Edge processor 106 may be any processing device that performs one or more specific function within a processing system. Edge processor 106 can be implemented as a general purpose processor, one or more microprocessors, a digital signal processor, an application specific integrated circuit (ASIC), one or more field programmable gate arrays (FPGAs), a group of processing components, or other suitable electronic processing components. In some embodiments, edge processor 106 is a digital signal processor. Edge processor 106 may have one or more storage devices that store instructions thereon that, when executed by one or more processors, cause the one or more processors to facilitate the various processes described in the present disclosure. The one or more storages devices may include random access memory (RAM), read-only memory (ROM), hard drive storage, temporary storage, non-volatile memory, flash memory, optical memory, or any other suitable memory for storing software objects and/or computer instructions. Edge processor 106 may be configured to dynamically receive processing instructions, configuration files, or machine code from application processor 108 to determine processes to be performed by edge processor 106. For example, edge processor 106 may receive a compressed acoustic model or language model from application processor 108 and store the model in the one or more storage devices.

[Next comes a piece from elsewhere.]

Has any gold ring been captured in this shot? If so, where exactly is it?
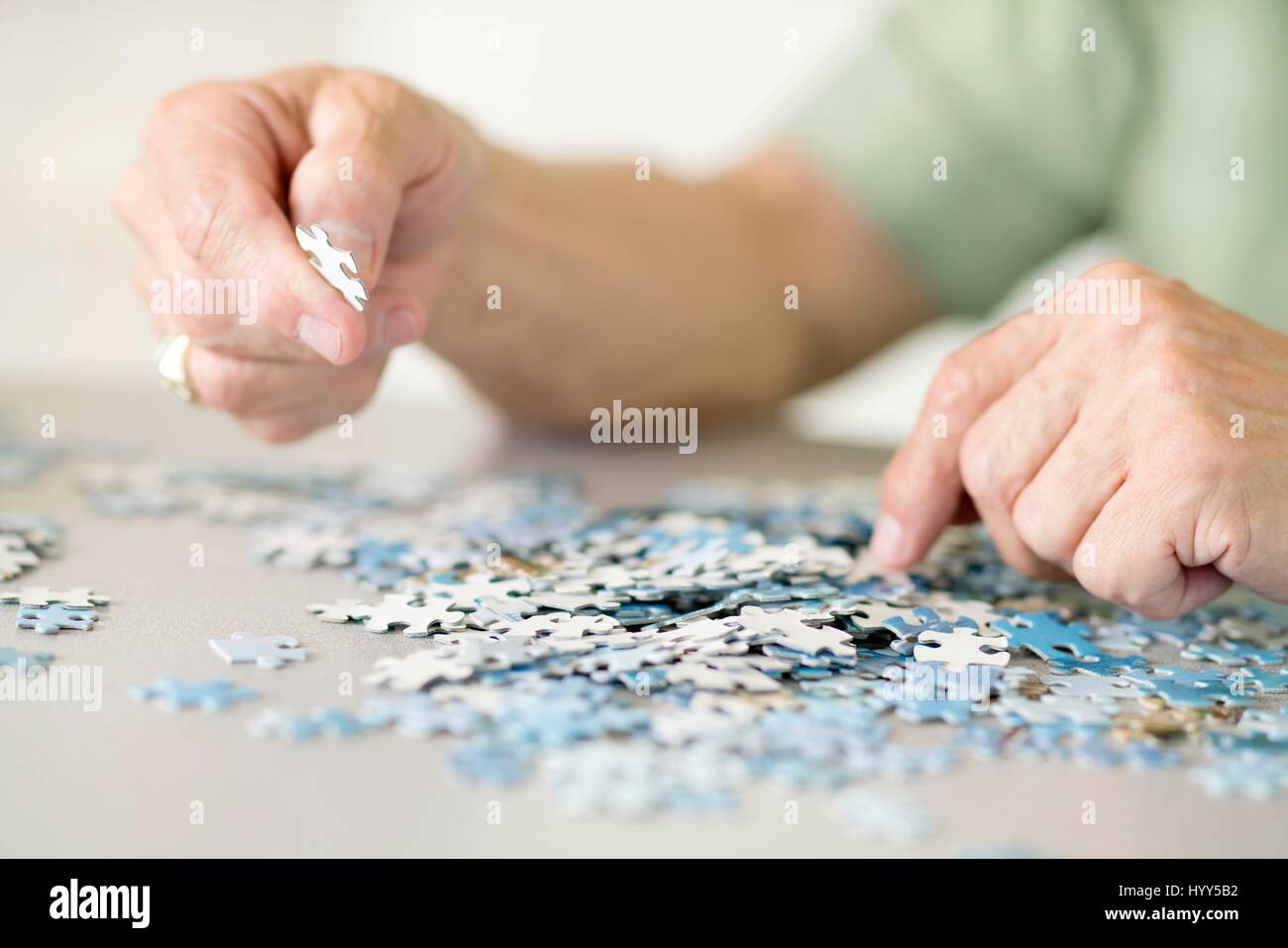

Edge processor 106 is communicably coupled to the application processor 108 through one or more communications interfaces. The one or more communications interfaces may include wired or wireless interfaces (e.g., jacks, antennas, transmitters, receivers, transceivers, wire terminals, etc.) for conducting data communications with various systems, devices, or networks. For example, the one or more communications interfaces may include a Bluetooth module and antenna for sending data to and receiving data from the application processor 108 via a Bluetooth-protocol network. As another example, the communications interfaces may include an Ethernet card and port for sending and receiving data via an Ethernet-based communications network or a WiFi transceiver for communicating via a wireless communications network. The one or more communications interfaces may be configured to communicate via local area networks or wide area networks (e.g., the Internet, a building WAN, etc.) and may use a variety of communications protocols.

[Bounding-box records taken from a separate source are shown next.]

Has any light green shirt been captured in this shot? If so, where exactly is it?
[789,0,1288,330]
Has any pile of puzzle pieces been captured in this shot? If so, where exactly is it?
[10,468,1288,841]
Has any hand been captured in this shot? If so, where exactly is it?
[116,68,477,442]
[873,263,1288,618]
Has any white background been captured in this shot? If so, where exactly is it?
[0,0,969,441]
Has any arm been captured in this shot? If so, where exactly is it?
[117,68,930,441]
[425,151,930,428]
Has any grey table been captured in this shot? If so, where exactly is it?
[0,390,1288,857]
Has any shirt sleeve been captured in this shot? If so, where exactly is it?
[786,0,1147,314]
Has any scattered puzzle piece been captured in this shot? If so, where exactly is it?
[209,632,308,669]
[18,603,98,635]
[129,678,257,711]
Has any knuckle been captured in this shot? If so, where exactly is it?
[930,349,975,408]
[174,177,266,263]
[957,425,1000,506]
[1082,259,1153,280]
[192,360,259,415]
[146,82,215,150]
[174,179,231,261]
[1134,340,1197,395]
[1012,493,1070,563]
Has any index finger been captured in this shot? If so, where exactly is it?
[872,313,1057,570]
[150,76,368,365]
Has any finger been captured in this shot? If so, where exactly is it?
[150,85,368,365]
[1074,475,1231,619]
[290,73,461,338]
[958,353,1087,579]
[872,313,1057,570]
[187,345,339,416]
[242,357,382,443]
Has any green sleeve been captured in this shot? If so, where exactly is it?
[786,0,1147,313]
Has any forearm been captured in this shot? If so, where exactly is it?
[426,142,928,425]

Edge processor 106 may generally have stricter hardware constraints than application processor 108. Hardware constraints may be understood as limiting at least one of memory storage, power consumption, clock speed, number of processors, or processing speed of a device. For example, edge processor 106 may have less memory storage than the application processor 108. In addition or alternatively, edge processor 106 may have fewer processing circuits than application processor 108. A processing device may be constrained to reduce the cost of implementing the processing device, or reduce overall power usage of the application such that the constrained processing device can continuously process an audio stream for spoken commands (e.g., operate in an always-on mode).

Application processor 108 may be one or more processing circuits that execute and/or facilitate the process flow of the main device or system. Application processor 108 can be implemented as a general purpose processor, one or more microprocessors, a digital signal processor, an application specific integrated circuit (ASIC), one or more field programmable gate arrays (FPGAs), a group of processing components, or other suitable electronic processing components. Application processor 108 may be configured to receive computer instructions stored on one or more storage devices incorporated into application processor 108 or received from other computer readable media (e.g., CDROM, network storage, a remote server, etc.) that, when executed by one or more processors, cause the one or more processors to facilitate the various processes described in the present disclosure. The one or more storages devices may include random access memory (RAM), read-only memory (ROM), hard drive storage, temporary storage, non-volatile memory, flash memory, optical memory, or any other suitable memory for storing software objects and/or computer instructions. Application processor 108 may include database components, object code components, script components, or any other type of information structure for supporting the various activities and information structures described in the present disclosure.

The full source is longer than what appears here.